His planned comprehensive work on petroleum could not be published towards the end of his life for technical reasons. He bequeathed the relevant material to the Montan University Leoben in a will. It is stored there at the Chair of Applied Geophysics and in the archive of the university library.

Hobby horses

He was a great lover and connoisseur of Sherlock Holmes and felt very much in line with Sherlock Holmes / Arthur Conan Doyle in his convictions about the extraction and evaluation of scientific facts or about dogmatism in science, politics or religion . Here, too, he “dug for hidden treasures” (Krejci-Graf: The Philosophy of Holmes). He belonged "under the authenticated titular Investure of Baron Gruner, the Austrian" as the only one in the German-speaking area to the Baker Street Irregulars, BSI (New York) and was "authorized, in the purlieus of the Sherlockian world, to go everywhere, see everything , overhear everyone. ”For“ keeping green the master's memory ”he wrote a series of essays that oscillate between fiction and science, including: a. in The Sherlock Holmes Journal Vol. 10: “Giant Rats and the Road to Lhasa. Containing experiences of a traveler in Republic of China ”.
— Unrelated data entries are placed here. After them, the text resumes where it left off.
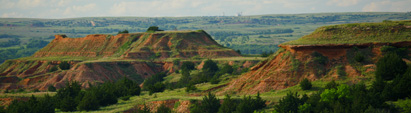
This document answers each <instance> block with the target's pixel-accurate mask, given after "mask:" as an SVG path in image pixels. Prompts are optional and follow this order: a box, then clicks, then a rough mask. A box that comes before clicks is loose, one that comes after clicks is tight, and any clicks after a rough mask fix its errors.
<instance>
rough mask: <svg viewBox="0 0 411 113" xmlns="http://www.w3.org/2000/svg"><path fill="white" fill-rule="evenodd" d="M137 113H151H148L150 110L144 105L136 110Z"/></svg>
mask: <svg viewBox="0 0 411 113" xmlns="http://www.w3.org/2000/svg"><path fill="white" fill-rule="evenodd" d="M137 113H151V112H150V108H149V107H148V106H147V105H146V104H144V106H143V107H141V108H138V110H137Z"/></svg>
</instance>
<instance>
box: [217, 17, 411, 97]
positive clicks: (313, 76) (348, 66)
mask: <svg viewBox="0 0 411 113" xmlns="http://www.w3.org/2000/svg"><path fill="white" fill-rule="evenodd" d="M410 25H411V21H392V22H391V21H390V22H382V23H359V24H343V25H333V26H325V27H320V28H318V29H317V30H316V31H315V32H313V33H311V34H309V35H306V36H304V37H302V38H300V39H299V40H295V41H290V42H286V43H283V44H281V45H280V47H281V49H279V50H278V51H277V53H275V54H273V55H271V56H270V57H269V58H268V59H267V60H264V61H262V62H260V63H259V64H257V65H255V66H254V67H252V68H251V71H250V72H248V73H246V74H243V75H241V77H239V78H238V79H236V80H234V81H232V82H230V84H229V85H227V87H225V89H223V90H222V91H221V92H220V93H233V92H239V93H242V94H255V93H257V92H267V91H271V90H278V89H285V88H288V87H290V86H294V85H297V84H298V83H299V82H300V81H301V80H302V79H304V78H308V79H310V80H326V81H330V80H336V79H344V80H347V81H348V82H349V83H357V82H359V81H361V80H371V79H372V78H373V77H374V71H375V69H376V65H375V63H376V62H377V60H378V59H379V58H380V57H381V56H382V55H383V54H384V53H385V52H387V50H389V49H387V48H390V49H391V50H390V51H401V52H402V53H401V54H402V55H403V56H402V57H403V60H404V61H406V62H410V60H411V59H410V58H411V57H410V56H411V48H410V46H411V27H410Z"/></svg>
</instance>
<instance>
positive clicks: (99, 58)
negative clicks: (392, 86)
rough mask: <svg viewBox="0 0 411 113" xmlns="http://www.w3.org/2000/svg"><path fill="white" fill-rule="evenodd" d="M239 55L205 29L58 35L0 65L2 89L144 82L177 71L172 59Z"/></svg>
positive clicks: (17, 88)
mask: <svg viewBox="0 0 411 113" xmlns="http://www.w3.org/2000/svg"><path fill="white" fill-rule="evenodd" d="M239 56H241V55H240V54H238V53H237V52H236V51H234V50H232V49H229V48H225V47H223V46H221V45H219V44H218V43H216V42H215V41H214V40H213V39H212V38H211V37H210V36H209V35H208V34H207V33H206V32H204V31H202V30H198V31H161V32H154V33H130V34H118V35H116V36H112V35H103V34H96V35H88V36H86V37H84V38H68V37H66V36H65V35H56V37H55V39H54V40H53V41H52V42H50V43H49V44H48V45H47V46H46V47H44V48H42V49H41V50H39V51H38V52H36V53H35V54H34V55H33V56H31V57H26V58H20V59H14V60H8V61H6V62H4V63H3V64H2V65H1V66H0V76H1V77H0V81H1V84H0V87H1V88H3V89H19V88H29V89H40V90H45V89H46V88H47V87H48V86H49V85H53V86H55V87H57V88H60V87H63V86H64V85H65V82H66V81H78V82H80V83H81V84H82V86H83V87H88V86H89V85H90V84H95V83H102V82H105V81H116V80H118V79H120V78H122V77H128V78H130V79H132V80H135V81H139V82H140V83H141V82H142V81H143V80H144V78H146V77H148V76H150V75H153V74H155V73H158V72H173V71H174V70H175V69H178V66H176V65H174V64H173V62H172V61H173V60H174V59H180V60H193V59H194V60H196V62H198V63H200V62H201V59H206V58H226V57H228V58H229V57H239ZM62 62H68V64H69V66H70V68H69V69H68V70H62V69H58V67H59V64H61V63H62ZM227 62H228V61H227ZM240 65H242V64H240Z"/></svg>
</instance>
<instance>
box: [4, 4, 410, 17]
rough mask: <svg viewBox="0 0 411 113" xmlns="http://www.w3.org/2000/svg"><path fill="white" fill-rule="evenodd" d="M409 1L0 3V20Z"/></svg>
mask: <svg viewBox="0 0 411 113" xmlns="http://www.w3.org/2000/svg"><path fill="white" fill-rule="evenodd" d="M409 11H411V0H0V17H1V18H12V17H14V18H22V17H23V18H76V17H113V16H115V17H118V16H138V17H164V16H167V17H181V16H221V15H223V14H225V15H226V16H232V15H235V14H237V13H240V12H242V13H243V15H261V14H299V13H323V12H409Z"/></svg>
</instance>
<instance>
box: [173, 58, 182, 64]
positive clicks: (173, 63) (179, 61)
mask: <svg viewBox="0 0 411 113" xmlns="http://www.w3.org/2000/svg"><path fill="white" fill-rule="evenodd" d="M180 61H181V60H180V59H174V60H173V65H175V66H179V65H180Z"/></svg>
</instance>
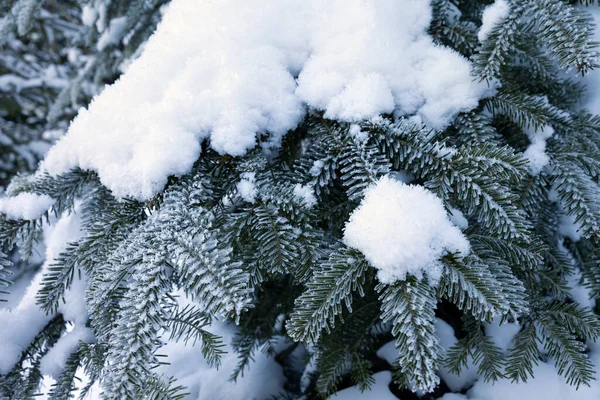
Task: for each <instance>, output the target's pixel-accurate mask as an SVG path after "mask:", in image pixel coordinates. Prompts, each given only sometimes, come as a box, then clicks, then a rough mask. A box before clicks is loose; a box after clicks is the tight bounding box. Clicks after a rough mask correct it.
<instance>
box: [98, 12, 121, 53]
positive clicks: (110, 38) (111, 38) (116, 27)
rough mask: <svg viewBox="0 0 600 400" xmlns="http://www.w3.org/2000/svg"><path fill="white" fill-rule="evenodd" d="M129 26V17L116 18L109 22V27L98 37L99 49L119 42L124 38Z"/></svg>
mask: <svg viewBox="0 0 600 400" xmlns="http://www.w3.org/2000/svg"><path fill="white" fill-rule="evenodd" d="M126 27H127V17H119V18H114V19H112V20H111V21H110V23H109V24H108V28H106V30H105V31H104V32H103V33H102V36H100V38H99V39H98V43H97V44H96V48H97V49H98V51H102V50H104V49H105V48H106V47H107V46H109V45H111V44H117V43H119V42H120V41H121V39H122V38H123V34H124V33H125V28H126Z"/></svg>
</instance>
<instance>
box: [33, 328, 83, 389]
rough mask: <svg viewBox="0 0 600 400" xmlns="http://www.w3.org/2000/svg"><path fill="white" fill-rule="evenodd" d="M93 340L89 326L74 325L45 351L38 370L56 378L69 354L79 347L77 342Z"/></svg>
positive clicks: (72, 352) (78, 347)
mask: <svg viewBox="0 0 600 400" xmlns="http://www.w3.org/2000/svg"><path fill="white" fill-rule="evenodd" d="M93 341H94V333H93V332H92V330H91V329H90V328H86V327H81V326H76V327H75V328H73V330H72V331H71V332H67V333H66V334H65V335H64V336H62V337H61V338H60V339H58V341H57V342H56V343H55V344H54V346H52V348H51V349H50V351H48V353H46V355H45V356H44V357H43V358H42V361H41V362H40V371H41V372H42V374H44V375H49V376H51V377H53V378H54V379H58V377H59V376H60V373H61V372H62V370H63V369H64V367H65V366H66V364H67V359H68V358H69V356H70V355H71V354H72V353H73V352H75V351H77V349H78V348H79V342H84V343H91V342H93Z"/></svg>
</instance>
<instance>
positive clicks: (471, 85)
mask: <svg viewBox="0 0 600 400" xmlns="http://www.w3.org/2000/svg"><path fill="white" fill-rule="evenodd" d="M306 3H311V2H306ZM312 3H313V4H315V5H318V7H316V9H318V11H319V12H318V13H316V14H315V15H316V18H315V20H316V23H315V24H314V25H312V26H313V31H314V34H313V35H312V36H313V37H312V38H311V44H312V52H311V56H310V59H309V60H308V61H307V62H306V64H305V65H304V68H303V70H302V72H301V73H300V75H299V77H298V89H297V90H296V94H297V95H298V96H299V97H300V98H301V99H302V100H303V101H304V102H306V103H307V104H308V105H309V106H311V107H314V108H317V109H320V110H325V117H327V118H332V119H338V120H342V121H348V122H354V121H360V120H363V119H367V118H370V117H374V116H377V115H379V114H381V113H391V112H393V111H399V112H400V113H401V114H403V115H410V114H415V113H417V114H419V115H420V116H421V117H423V119H424V120H425V121H426V122H427V123H428V124H430V125H431V126H432V127H434V128H438V129H442V128H444V127H445V126H447V125H448V124H449V123H450V122H451V120H452V119H453V117H454V116H455V115H456V114H457V113H458V112H459V111H465V110H468V109H472V108H473V107H475V106H476V105H477V102H478V100H479V99H480V98H481V97H482V96H483V95H485V93H486V91H487V89H488V88H487V86H486V85H485V84H482V83H478V82H476V81H475V80H474V79H473V78H472V76H471V66H470V64H469V62H468V61H467V60H466V59H465V58H463V57H461V56H460V55H458V54H457V53H455V52H453V51H451V50H449V49H447V48H444V47H440V46H436V45H435V44H434V43H433V41H432V40H431V38H430V37H429V36H427V34H426V30H427V28H428V26H429V24H430V22H431V7H430V4H429V1H421V0H384V1H359V0H354V1H344V0H334V1H325V0H321V1H318V0H317V1H313V2H312ZM349 43H351V44H352V45H351V46H349V45H348V44H349Z"/></svg>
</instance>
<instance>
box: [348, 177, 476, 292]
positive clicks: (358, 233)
mask: <svg viewBox="0 0 600 400" xmlns="http://www.w3.org/2000/svg"><path fill="white" fill-rule="evenodd" d="M344 242H345V244H346V245H348V246H349V247H353V248H355V249H357V250H359V251H360V252H361V253H363V254H364V255H365V257H366V258H367V260H368V261H369V262H370V263H371V264H372V265H373V266H374V267H375V268H377V269H378V274H377V276H378V278H379V281H380V282H382V283H387V284H391V283H393V282H395V281H398V280H404V279H405V278H406V275H407V274H411V275H414V276H417V277H422V276H423V274H424V273H425V274H427V276H428V277H429V278H430V280H431V281H432V282H433V283H436V282H437V281H438V280H439V278H440V276H441V272H442V265H441V262H440V261H439V259H440V257H442V256H443V255H444V254H446V253H448V252H460V253H461V254H462V255H466V254H468V253H469V250H470V246H469V242H468V240H467V239H466V238H465V236H464V235H463V234H462V233H461V231H460V230H459V229H458V228H457V227H456V226H454V225H453V224H452V222H450V219H449V218H448V215H447V214H446V211H445V210H444V206H443V204H442V201H441V200H440V199H439V198H437V197H436V196H435V195H434V194H433V193H431V192H430V191H428V190H426V189H425V188H423V187H421V186H414V185H406V184H404V183H402V182H399V181H396V180H395V179H392V178H390V177H388V176H384V177H382V178H381V179H380V180H379V181H378V182H377V183H376V184H374V185H371V186H370V187H369V188H367V190H366V191H365V197H364V199H363V200H362V201H361V203H360V205H359V206H358V208H357V209H356V210H354V212H353V213H352V214H351V216H350V220H349V221H348V223H347V224H346V227H345V230H344Z"/></svg>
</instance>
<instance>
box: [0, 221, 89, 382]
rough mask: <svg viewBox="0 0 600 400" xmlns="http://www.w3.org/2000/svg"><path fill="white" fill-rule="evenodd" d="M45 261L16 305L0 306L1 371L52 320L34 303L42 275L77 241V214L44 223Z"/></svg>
mask: <svg viewBox="0 0 600 400" xmlns="http://www.w3.org/2000/svg"><path fill="white" fill-rule="evenodd" d="M45 228H46V229H45V231H44V240H45V242H46V262H45V263H44V264H43V265H42V269H41V271H40V272H38V274H37V275H36V276H35V278H34V279H33V281H32V282H31V284H30V285H29V287H28V288H27V290H26V291H25V294H24V296H23V298H22V299H21V301H20V302H19V304H18V305H17V306H16V307H15V308H13V309H11V310H8V309H0V354H2V356H1V357H0V374H6V373H8V372H9V371H10V370H11V368H12V367H13V366H14V365H15V363H17V362H18V360H19V358H20V356H21V353H22V352H23V351H24V350H25V349H26V348H27V347H28V346H29V345H30V344H31V341H32V340H33V339H34V338H35V336H36V335H37V334H38V333H39V332H40V331H41V330H42V328H43V327H44V326H45V325H46V324H47V323H48V322H49V321H50V320H51V319H52V317H53V315H46V313H45V312H44V311H42V310H41V309H40V308H39V306H38V305H37V304H36V294H37V292H38V291H39V289H40V287H41V283H42V275H43V274H44V272H46V271H47V270H48V268H49V267H50V265H51V264H53V260H54V259H55V258H56V257H57V256H58V255H59V254H60V252H61V251H62V250H63V249H64V247H65V246H66V244H67V243H68V242H71V241H74V240H77V238H78V237H79V236H80V235H81V233H80V220H79V216H78V215H76V214H69V215H65V216H63V217H62V218H61V219H59V220H58V222H57V223H56V224H55V225H54V226H46V227H45Z"/></svg>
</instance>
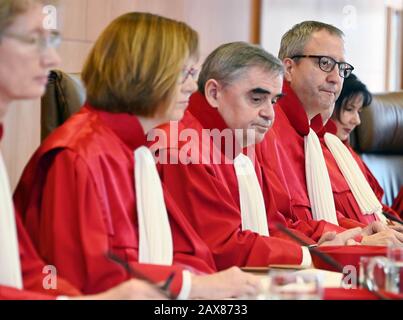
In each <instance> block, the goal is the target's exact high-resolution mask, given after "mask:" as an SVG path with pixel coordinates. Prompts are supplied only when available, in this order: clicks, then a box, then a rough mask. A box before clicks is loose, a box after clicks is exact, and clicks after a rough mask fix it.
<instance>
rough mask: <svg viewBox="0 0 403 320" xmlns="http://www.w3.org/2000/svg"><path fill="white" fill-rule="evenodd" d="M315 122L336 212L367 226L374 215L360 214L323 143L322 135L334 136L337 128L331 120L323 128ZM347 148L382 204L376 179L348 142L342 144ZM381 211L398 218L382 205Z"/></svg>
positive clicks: (345, 142)
mask: <svg viewBox="0 0 403 320" xmlns="http://www.w3.org/2000/svg"><path fill="white" fill-rule="evenodd" d="M319 120H320V121H317V124H315V127H316V128H315V131H317V134H318V136H319V140H320V143H321V146H322V150H323V155H324V157H325V160H326V166H327V168H328V172H329V176H330V181H331V184H332V190H333V197H334V201H335V204H336V210H339V211H340V212H342V213H343V215H344V216H346V217H349V218H351V219H353V220H355V221H359V222H362V223H364V224H369V223H371V222H373V221H376V220H378V218H377V217H376V215H375V214H369V215H367V214H362V213H361V210H360V207H359V205H358V203H357V201H356V200H355V198H354V195H353V193H352V192H351V190H350V187H349V185H348V183H347V180H346V179H345V178H344V176H343V173H342V172H341V170H340V169H339V166H338V165H337V162H336V160H335V158H334V157H333V155H332V153H331V152H330V150H329V149H328V147H327V146H326V143H325V139H324V135H325V133H326V132H329V133H331V134H334V135H336V133H337V127H336V124H335V123H334V122H333V121H332V120H328V122H327V123H326V125H325V126H323V124H322V121H321V119H319ZM344 144H345V145H346V146H347V148H348V149H349V151H350V152H351V154H352V155H353V157H354V159H355V160H356V162H357V164H358V166H359V167H360V169H361V171H362V172H363V174H364V176H365V178H366V179H367V181H368V183H369V185H370V187H371V189H372V190H373V191H374V193H375V195H376V197H377V198H378V200H379V201H380V202H381V203H382V197H383V193H384V191H383V189H382V188H381V186H380V185H379V183H378V181H377V180H376V178H375V177H374V176H373V174H372V173H371V171H370V170H369V169H368V167H367V166H366V165H365V163H364V162H363V161H362V160H361V158H360V157H359V156H358V154H357V153H355V151H354V150H353V149H352V148H351V146H350V145H349V144H348V142H346V141H345V142H344ZM382 206H383V210H384V211H386V212H389V213H390V214H393V215H396V216H398V215H397V214H396V213H395V212H394V211H393V210H392V209H391V208H390V207H388V206H386V205H384V204H382Z"/></svg>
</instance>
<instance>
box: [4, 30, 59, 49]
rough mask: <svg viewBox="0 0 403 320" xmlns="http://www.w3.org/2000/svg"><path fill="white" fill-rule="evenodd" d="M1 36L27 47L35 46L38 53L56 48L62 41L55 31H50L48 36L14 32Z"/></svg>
mask: <svg viewBox="0 0 403 320" xmlns="http://www.w3.org/2000/svg"><path fill="white" fill-rule="evenodd" d="M1 36H2V37H8V38H12V39H16V40H18V41H21V42H23V43H26V44H28V45H33V46H36V47H37V48H38V50H39V51H43V50H45V49H47V48H57V47H58V46H59V45H60V43H61V40H62V37H61V35H60V32H59V31H56V30H52V31H50V32H49V33H48V34H38V35H32V36H29V35H23V34H19V33H14V32H4V33H2V34H1Z"/></svg>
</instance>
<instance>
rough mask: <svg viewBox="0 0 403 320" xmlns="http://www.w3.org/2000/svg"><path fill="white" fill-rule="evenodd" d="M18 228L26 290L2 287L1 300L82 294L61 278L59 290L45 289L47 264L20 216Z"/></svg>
mask: <svg viewBox="0 0 403 320" xmlns="http://www.w3.org/2000/svg"><path fill="white" fill-rule="evenodd" d="M2 136H3V126H2V124H0V141H1V138H2ZM16 226H17V235H18V246H19V253H20V260H21V272H22V280H23V286H24V290H19V289H15V288H10V287H7V286H1V285H0V299H52V298H53V299H54V298H55V296H58V295H68V296H75V295H78V294H80V292H79V291H78V290H77V289H75V288H74V287H73V286H72V285H71V284H69V283H68V282H67V281H65V280H63V279H61V278H58V279H57V288H55V289H48V290H47V289H45V288H44V286H43V280H44V278H45V276H46V275H47V274H44V273H43V268H44V266H45V264H44V262H43V261H42V260H41V259H40V258H39V256H38V255H37V253H36V251H35V249H34V247H33V245H32V243H31V239H30V238H29V236H28V235H27V233H26V231H25V229H24V227H23V225H22V223H21V220H20V217H19V216H18V215H16Z"/></svg>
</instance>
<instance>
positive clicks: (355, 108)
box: [334, 94, 364, 141]
mask: <svg viewBox="0 0 403 320" xmlns="http://www.w3.org/2000/svg"><path fill="white" fill-rule="evenodd" d="M363 102H364V97H363V96H362V94H358V95H355V96H353V97H352V98H350V99H348V100H347V101H346V102H345V103H344V104H343V105H342V108H341V111H340V120H338V119H334V120H335V122H336V126H337V136H338V137H339V139H340V140H342V141H344V140H347V139H348V137H349V135H350V133H351V132H352V131H353V130H354V129H355V127H356V126H358V125H359V124H360V123H361V120H360V113H361V110H362V107H363Z"/></svg>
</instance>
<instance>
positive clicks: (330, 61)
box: [291, 54, 354, 78]
mask: <svg viewBox="0 0 403 320" xmlns="http://www.w3.org/2000/svg"><path fill="white" fill-rule="evenodd" d="M299 58H315V59H318V65H319V68H320V70H322V71H325V72H332V71H333V69H334V67H335V66H336V64H337V65H338V67H339V75H340V77H342V78H348V77H349V76H350V74H351V72H353V70H354V67H353V66H352V65H351V64H349V63H347V62H338V61H336V60H334V59H333V58H332V57H329V56H319V55H304V54H299V55H295V56H293V57H291V59H299Z"/></svg>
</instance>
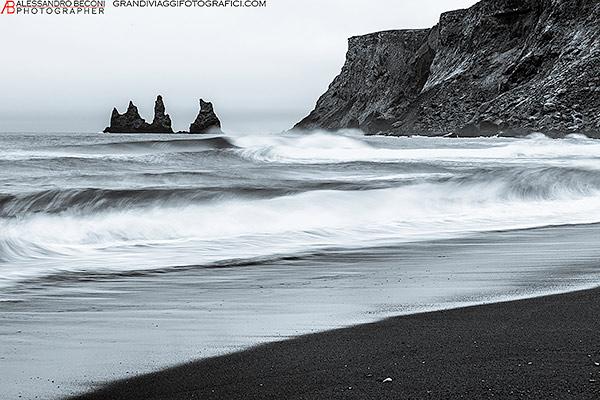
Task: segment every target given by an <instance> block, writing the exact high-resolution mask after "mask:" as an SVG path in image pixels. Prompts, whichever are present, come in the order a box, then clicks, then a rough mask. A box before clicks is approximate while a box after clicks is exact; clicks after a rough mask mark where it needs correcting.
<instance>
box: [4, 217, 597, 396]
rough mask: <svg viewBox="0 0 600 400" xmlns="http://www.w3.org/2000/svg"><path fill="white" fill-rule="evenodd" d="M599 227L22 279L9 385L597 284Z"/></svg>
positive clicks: (125, 375)
mask: <svg viewBox="0 0 600 400" xmlns="http://www.w3.org/2000/svg"><path fill="white" fill-rule="evenodd" d="M599 237H600V226H598V225H587V226H570V227H569V226H567V227H556V228H545V229H535V230H525V231H511V232H495V233H494V232H492V233H488V234H484V235H477V236H473V237H465V238H458V239H452V240H442V241H436V242H422V243H408V244H404V245H396V246H390V247H380V248H373V249H361V250H338V251H334V250H332V251H329V252H326V253H323V254H313V255H304V256H299V257H291V258H286V259H280V260H274V261H269V262H259V263H256V264H249V265H240V266H236V267H229V268H193V267H188V268H176V269H170V270H165V271H160V272H152V273H148V272H140V273H125V274H121V275H114V274H108V275H100V274H75V275H73V276H65V275H61V276H58V277H49V278H47V279H45V280H41V281H39V282H27V283H26V284H23V285H22V286H19V287H17V288H15V289H14V290H13V291H11V292H5V293H3V295H4V296H5V299H4V300H3V301H0V311H1V312H0V337H1V338H2V349H1V354H0V358H1V360H0V386H1V387H2V396H4V397H6V398H10V399H12V398H15V399H17V398H19V396H21V397H20V398H22V399H36V398H43V399H56V398H62V397H65V396H68V395H76V394H80V393H84V392H87V391H90V390H93V389H95V388H98V387H99V386H101V385H102V384H104V383H105V382H111V381H115V380H119V379H123V378H127V377H131V376H138V375H141V374H145V373H151V372H156V371H160V370H162V369H164V368H168V367H170V366H174V365H181V364H184V363H188V362H192V361H194V360H200V359H207V358H210V357H215V356H221V355H225V354H230V353H235V352H237V351H242V350H245V349H247V348H249V347H251V346H254V345H259V344H262V343H269V342H276V341H281V340H285V339H290V338H294V337H297V336H299V335H304V334H310V333H316V332H323V331H327V330H331V329H337V328H342V327H347V326H354V325H360V324H364V323H370V322H375V321H379V320H382V319H385V318H388V317H393V316H398V315H403V314H410V313H417V312H423V311H433V310H439V309H445V308H456V307H464V306H469V305H474V304H481V303H485V302H498V301H504V300H512V299H518V298H526V297H532V296H536V295H543V294H550V293H552V294H554V293H559V292H566V291H573V290H577V289H578V288H591V287H594V286H597V285H598V282H600V269H599V267H598V261H597V260H598V259H600V240H598V239H599ZM450 343H451V342H450ZM458 343H461V342H458ZM391 350H394V349H393V348H391ZM265 365H267V364H265ZM254 368H256V372H257V373H258V372H260V371H263V370H264V369H265V367H264V365H262V364H258V365H257V366H256V367H254ZM326 375H327V371H325V370H324V371H323V376H326ZM225 376H229V375H228V374H225ZM311 379H312V378H311ZM494 379H495V378H494ZM350 386H352V385H350ZM2 396H0V397H2Z"/></svg>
Salcia Landmann names him as the donor of some of the Jewish jokes she has collected. He knew how to tell jokes like that very well.

literature

  • In memoriam Karl Krejci-Graf. In: From nature and museum. Senckenberg News. Vol. 116, Issue 12, 1986, p. 402.
  • WE Petrascheck: Karl Krejci-Graf. April 15, 1898 - August 8, 1986 . In: Communications of the Austrian Geological Society . tape 81 . Vienna 1989, p. 259–260 ( online version; PDF file; 736 kB ).
  • E. and I. Seibold: Alfred Bentz - petroleum geologist in difficult times, 1938-1947 . In: News from the geologists' archive (2002); Geologische Rundschau 91, 2002, pp. 1081-1093.

Web links

  • Geologists' Archives, List of Legacies, GA 76

Individual evidence

  1. ^ Professors until 1945. Bergakademie Freiberg, accessed on February 5, 2016 .
  2. Geologists Archive 20867, Freiburg / Brsg.
  3. ^ Obituary In: Deutsche Geologische Gesellschaft , 1987, BD 37, pp. 1–3.
  4. ^ DGMK German Scientific Society for Petroleum, Natural Gas and Coal eV: Carl Engler Medal 1960: Prof. Dr. phil. habil. Karl Krejci-Graf. (PDF file; 108 kB) (No longer available online.) Archived from the original on April 2, 2015 ; Retrieved January 13, 2010 . Info: The archive link was inserted automatically and has not yet been checked. Please check the original and archive link according to the instructions and then remove this notice. @1@ 2Template: Webachiv / IABot / www.dgmk.de
  5. German Society for Geosciences : Hans Stille Medal: List of Prize Winners. (PDF; 32 kB) Retrieved January 13, 2010 .
  6. ^ Certificate from the Montan University Leoben dated December 19, 1980. Signed. The Rector: Prof. Dr. rer. nat. Hein Stuewe. - The prerector: Prof. Herwig F. Holzer.
  7. D. Ortlam: "Hammer blow seismic investigations in the high mountains of Northern Tibet". In: Geomorph magazine. NF 35, 19 ??, pp. 385-399.
  8. D. Ortlam: Fossil soils as guiding horizons for the structure of the higher red sandstone in the northern Black Forest and southern Odenwald. In: Geologisches Jahrbuch 84, 19 ??, pp. 495-590.
  9. Salcia Landmann: Jewish Jokes. dtv, Munich 1963, p.?.